Театр Вахтангова возобновляет спектакль, которым некогда так блистательно начинался, — «Принцессу Турандот». Московское партийное чиновничество давно уже поглядывает искоса — репертуар театра представляется слишком легкомысленным, и замысел этот становится поводом для формирования комиссии на предмет выяснения идеологической благонадежности коллектива. Странным образом и я в ней оказываюсь. Роль, конечно, дурацкая, и единственная отрада — удается посмотреть спектакли, которые то ли упустил в свое время, то ли не попал. Но радость быстро улетучивается, когда на строгом обсуждении, где-то сбоку примостившись, сталкиваюсь с насмешливо-укоризненным взглядом Михаила Александровича Ульянова: «А ты-то, милый, что здесь делаешь?»
Действительно — что? «Переделать парик Виолетты» или костюм Бригеллы авторитетно рекомендую? Похоже, казалось тогда, что уж лучше я, чем какой-нибудь атлет-держиморда с могучими бицепсами и немигающим взглядом, но, конечно, это было чистое самоутешение.
А ведь стояли на дворе давно уже не тридцатые годы, а шестидесятые, потом семидесятые, потом восьмидесятые… И все до времени повторялось.
Так что же дивиться и сетовать на то, что история советского искусства знает так много случаев гибели таланта и торжества бездарности? Удивляться надо другому — как оно вообще смогло сохраниться?
Содрогаясь внутренне, пряча тоску во взгляде — но в профильном портрете, который сделал несколько позже, уже в сорок втором году, художник Георгий Брылов, она угадывается, — презрительно, но так, чтобы никто не заметил, кривя пухловатые губы, на публике Мухтар Ауэзов продолжал играть роль «перевоспитавшегося», «ошибки осознавшего», прирученного литератора.
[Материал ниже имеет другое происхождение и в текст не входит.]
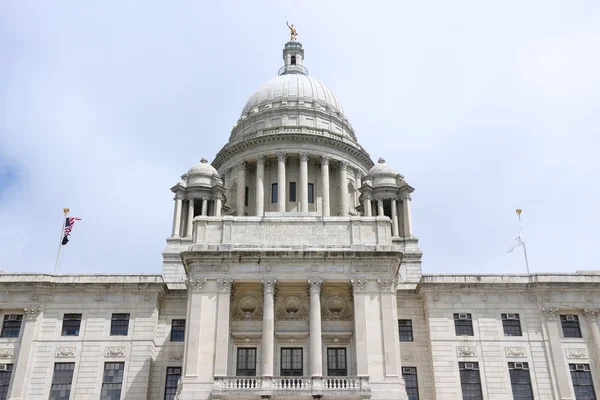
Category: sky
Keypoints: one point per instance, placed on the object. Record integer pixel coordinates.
(484, 107)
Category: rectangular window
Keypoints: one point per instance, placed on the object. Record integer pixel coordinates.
(336, 362)
(177, 330)
(410, 379)
(292, 191)
(405, 330)
(470, 381)
(246, 363)
(61, 381)
(173, 375)
(5, 375)
(511, 324)
(311, 193)
(119, 325)
(570, 325)
(11, 327)
(520, 381)
(463, 324)
(112, 381)
(582, 381)
(291, 362)
(71, 324)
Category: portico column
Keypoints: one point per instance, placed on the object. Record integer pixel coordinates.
(316, 351)
(218, 205)
(260, 185)
(395, 231)
(268, 335)
(190, 217)
(177, 219)
(20, 383)
(406, 222)
(343, 189)
(303, 182)
(592, 320)
(222, 344)
(561, 370)
(241, 192)
(281, 202)
(325, 185)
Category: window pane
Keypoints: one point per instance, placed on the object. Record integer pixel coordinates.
(119, 325)
(292, 191)
(61, 381)
(177, 330)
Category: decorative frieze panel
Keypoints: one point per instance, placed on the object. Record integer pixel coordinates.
(66, 351)
(576, 353)
(515, 352)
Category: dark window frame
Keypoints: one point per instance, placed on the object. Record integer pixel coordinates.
(311, 193)
(172, 379)
(11, 326)
(293, 193)
(411, 382)
(470, 381)
(62, 379)
(112, 382)
(405, 332)
(293, 369)
(119, 324)
(512, 326)
(274, 193)
(337, 366)
(463, 327)
(245, 361)
(179, 324)
(571, 328)
(71, 324)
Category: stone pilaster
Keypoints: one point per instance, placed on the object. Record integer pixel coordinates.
(316, 342)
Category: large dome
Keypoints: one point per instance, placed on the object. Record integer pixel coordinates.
(294, 88)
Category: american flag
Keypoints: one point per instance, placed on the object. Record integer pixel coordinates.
(69, 222)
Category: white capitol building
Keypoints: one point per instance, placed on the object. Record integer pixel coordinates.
(292, 272)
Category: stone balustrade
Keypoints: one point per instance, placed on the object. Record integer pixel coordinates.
(291, 232)
(338, 386)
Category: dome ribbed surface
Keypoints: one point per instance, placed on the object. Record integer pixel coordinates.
(293, 87)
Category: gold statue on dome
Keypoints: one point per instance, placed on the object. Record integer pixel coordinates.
(293, 32)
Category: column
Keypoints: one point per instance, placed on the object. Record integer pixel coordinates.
(343, 189)
(281, 201)
(218, 205)
(316, 349)
(177, 220)
(561, 369)
(303, 182)
(389, 328)
(204, 207)
(268, 338)
(395, 231)
(591, 316)
(360, 327)
(325, 185)
(260, 186)
(222, 344)
(190, 223)
(241, 192)
(19, 381)
(406, 222)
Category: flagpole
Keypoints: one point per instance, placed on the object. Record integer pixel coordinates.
(519, 211)
(62, 231)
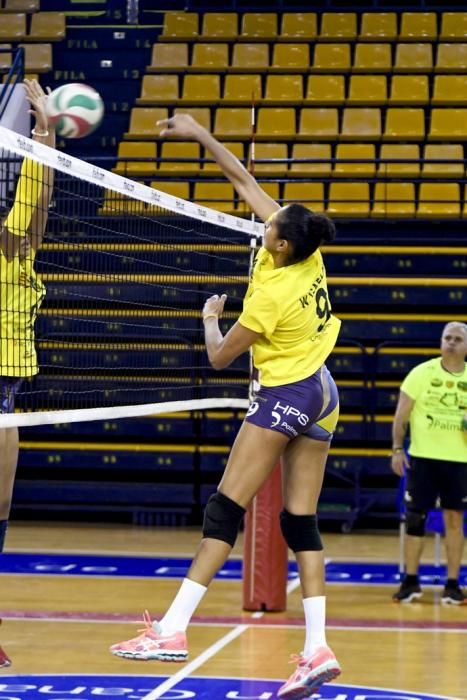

Но, видно, то ли недо-, то ли, напротив, переигрывал; а может быть, ни то и ни другое, и вообще лично от него ничего не зависело, а просто власть полагала полезным и даже необходимым время от времени наряду с пряниками, вспомнить и о кнуте. И тогда начиналось представление в духе литературной классики XX века.
Все мы прекрасно помним начало «Процесса»: к примерному банковскому служащему Йозефу К. являются двое и объявляют, что он арестован, а на все вопросы: как? за что? почему? — отвечать отказываются. Не положено. «Наше ведомство, — поясняет один из них, — само среди населения виновных не ищет: вина, как сказано в законе, сама притягивает к себе правосудие, и тогда властям приходится посылать нас, то есть стражу. Таков закон». Словом, как мрачно шутили в ином, уже совсем не фантастическом мире, был бы человек, а статья найдется. Вскоре, впрочем, выясняется, что арест не мешает выполнению повседневных обязанностей — Йозеф К. волен идти к себе в присутствие. «И вообще вам это не должно помешать вести обычную жизнь». Бедный прокурист, естественно, совершенно сбит с толку.
Надо полагать, примерно такие же чувства испытал Мухтар Ауэзов, получив в конце ноября 37-го года копию уже известного нам Акта о сожжении запрещенной литературы, в круг которой попала и его пьеса «В яблоневом саду».